Sphinx Resource

Disclaimer : Information provided here may not represent the standpoints of Carnigie Mellon University or CMU Sphinx Group.

During the last few years, many sites have wrote extensions of Sphinx. We start to cordinate all this effort and try to incorporate some of these extensions to the standard distribution of Sphinx. This page is far from complete. Please contact me if you are interested in writing an extension for Sphinx. I will be more than happy to include a link of your extension in this page.

20060415 Todo: This page badly need to be re-organized

20060220 Todo: This page need to be re-organized

A sphinx2 Russian model

From User Shmyrev Nick:

"Russian sphinx model By: Shmyrev Nick (nshmyrev) - 2006-12-28 10:19 Hey all, just to let you know, I built some time ago russian sphinx2 model: ftp://ftp.berlios.de/pub/festlang/sphinx-rus.tar.gz Now I have more data available and it will be possible to train better model so if someone interested help is appreciated. Also language model is missing still. "

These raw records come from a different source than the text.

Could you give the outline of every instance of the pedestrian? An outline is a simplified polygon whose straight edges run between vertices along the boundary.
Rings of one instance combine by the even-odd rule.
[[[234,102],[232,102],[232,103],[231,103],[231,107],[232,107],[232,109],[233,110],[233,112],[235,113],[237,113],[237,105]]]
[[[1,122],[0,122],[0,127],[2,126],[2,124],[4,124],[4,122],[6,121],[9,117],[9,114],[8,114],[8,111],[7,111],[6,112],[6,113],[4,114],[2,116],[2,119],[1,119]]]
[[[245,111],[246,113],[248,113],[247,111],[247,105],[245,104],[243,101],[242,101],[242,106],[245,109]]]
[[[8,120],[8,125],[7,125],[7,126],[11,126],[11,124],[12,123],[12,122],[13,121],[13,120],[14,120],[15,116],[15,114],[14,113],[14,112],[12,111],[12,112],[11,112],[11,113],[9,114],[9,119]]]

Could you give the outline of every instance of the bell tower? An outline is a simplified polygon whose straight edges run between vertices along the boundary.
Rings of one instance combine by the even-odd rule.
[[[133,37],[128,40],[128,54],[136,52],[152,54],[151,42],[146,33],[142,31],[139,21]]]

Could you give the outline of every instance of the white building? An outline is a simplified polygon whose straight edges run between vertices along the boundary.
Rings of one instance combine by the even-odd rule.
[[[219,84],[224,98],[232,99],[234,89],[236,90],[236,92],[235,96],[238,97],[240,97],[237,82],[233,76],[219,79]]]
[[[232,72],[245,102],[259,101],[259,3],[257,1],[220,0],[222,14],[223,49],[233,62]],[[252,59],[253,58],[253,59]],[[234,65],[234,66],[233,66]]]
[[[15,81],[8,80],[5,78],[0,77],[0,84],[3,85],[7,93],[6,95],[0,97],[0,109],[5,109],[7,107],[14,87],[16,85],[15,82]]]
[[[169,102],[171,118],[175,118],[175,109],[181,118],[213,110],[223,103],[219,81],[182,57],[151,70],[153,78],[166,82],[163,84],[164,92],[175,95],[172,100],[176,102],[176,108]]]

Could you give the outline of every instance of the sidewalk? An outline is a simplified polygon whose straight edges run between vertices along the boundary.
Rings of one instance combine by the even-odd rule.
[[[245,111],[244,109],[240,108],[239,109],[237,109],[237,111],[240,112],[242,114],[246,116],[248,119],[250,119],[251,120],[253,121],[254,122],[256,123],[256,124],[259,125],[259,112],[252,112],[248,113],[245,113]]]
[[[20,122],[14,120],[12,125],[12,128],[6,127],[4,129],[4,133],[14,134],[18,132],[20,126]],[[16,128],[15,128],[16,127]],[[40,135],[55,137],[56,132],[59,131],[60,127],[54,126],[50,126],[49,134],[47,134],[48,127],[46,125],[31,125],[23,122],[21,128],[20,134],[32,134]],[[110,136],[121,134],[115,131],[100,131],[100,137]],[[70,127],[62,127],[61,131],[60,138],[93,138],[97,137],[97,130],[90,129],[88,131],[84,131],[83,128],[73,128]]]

Enabling applications which have more than 65536 words unigram

I have done some changes to make sphinx 3.X (X=6, RC1) and CMU-Cambridage Language Modeling Toolkit V2 to use more than 65536 words. That basically means some of the data structure has to be changed from 16 bits to 32 bits. I don't have a chance to test both of the tool in real life scenario. Though, I have spent quite an amount of time to make sure the 32-bit mode code generate output that is exactly the same as the 16-bit code. The code also passed through some simple test.

Both programs are not officially versioned because of the risky nature of the changes. So use it as is.

For download and detail instruction, please go to here

A French Acoustic Model created by LIUM

LIUM has open sourced their Sphinx III setup for French. You can find it here

A version of lm3g2dmp, dag that could accept four-gram.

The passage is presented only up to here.